Steinmeier macht Lörrach für drei Tage zum politischen Zentrum Deutschlands
Raissa LangernSteinmeier macht Lörrach für drei Tage zum politischen Zentrum Deutschlands
Bundespräsident Frank-Walter Steinmeier macht Lörrach vom 30. Juni bis 2. Juli 2026 zum vorübergehenden politischen Sitz der Präsidentschaft. Der Besuch markiert die 19. Station seiner Tour „Deutschland vor Ort“. Während seines Aufenthalts wird er mit lokalen Verantwortungsträgern, Bürgerinnen und Bürgern sowie kulturellen Einrichtungen ins Gespräch kommen.

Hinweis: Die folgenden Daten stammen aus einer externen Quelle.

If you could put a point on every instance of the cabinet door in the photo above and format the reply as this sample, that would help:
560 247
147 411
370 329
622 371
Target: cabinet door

Am 30. Juni 2026 beginnt Steinmeier seinen Besuch mit einem Treffen mit Lörrachs Oberbürgermeister Jörg Lutz, Mitgliedern des Stadtrats und Anwohnern. Später besichtigt er das phaenovum-Schülerforschungszentrum, wo er mit jungen Nachwuchswissenschaftlern über ihre Projekte sprechen wird.
Am 1. Juli stehen wirtschaftliche und soziale Themen im Mittelpunkt. Auf dem Programm stehen ein Besuch beim Unternehmen ARaymond sowie im Nachbarschaftscafé des Seniorenzentrums St. Fridolin. Zudem nimmt der Bundespräsident an einem Konzert des STIMMEN-Festivals im Burghof-Innenhof teil. In den Gesprächen geht es unter anderem um Fachkräftemangel und den sozialen Zusammenhalt in der Region.

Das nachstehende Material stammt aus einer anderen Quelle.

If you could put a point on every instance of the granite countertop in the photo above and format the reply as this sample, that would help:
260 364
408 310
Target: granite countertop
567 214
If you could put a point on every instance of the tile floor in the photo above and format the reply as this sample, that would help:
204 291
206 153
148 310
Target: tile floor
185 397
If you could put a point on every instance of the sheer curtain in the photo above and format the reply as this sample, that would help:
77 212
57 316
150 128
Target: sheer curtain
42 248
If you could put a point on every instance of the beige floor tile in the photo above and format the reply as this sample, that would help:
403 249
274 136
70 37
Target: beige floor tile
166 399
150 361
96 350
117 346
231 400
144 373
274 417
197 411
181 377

Am 2. Juli verleiht Steinmeier das Bundesverdienstkreuz an engagierte Bürgerinnen und Bürger Baden-Württembergs. Anschließend radelt er in die Schweizer Gemeinde Riehen, um die Fondation Beyeler zu besichtigen, bevor er seinen Besuch abschließt.
Das dreitägige Programm unterstreicht die Bedeutung Lörrachs im Rahmen der bundesweiten Tour des Bundespräsidenten. Offizielle Termine, kulturelle Veranstaltungen und der Austausch mit der Bevölkerung prägen den Besuch. Steinmeiers Agenda spiegelt die Beiträge der Region für Wissenschaft, Wirtschaft und Kunst wider.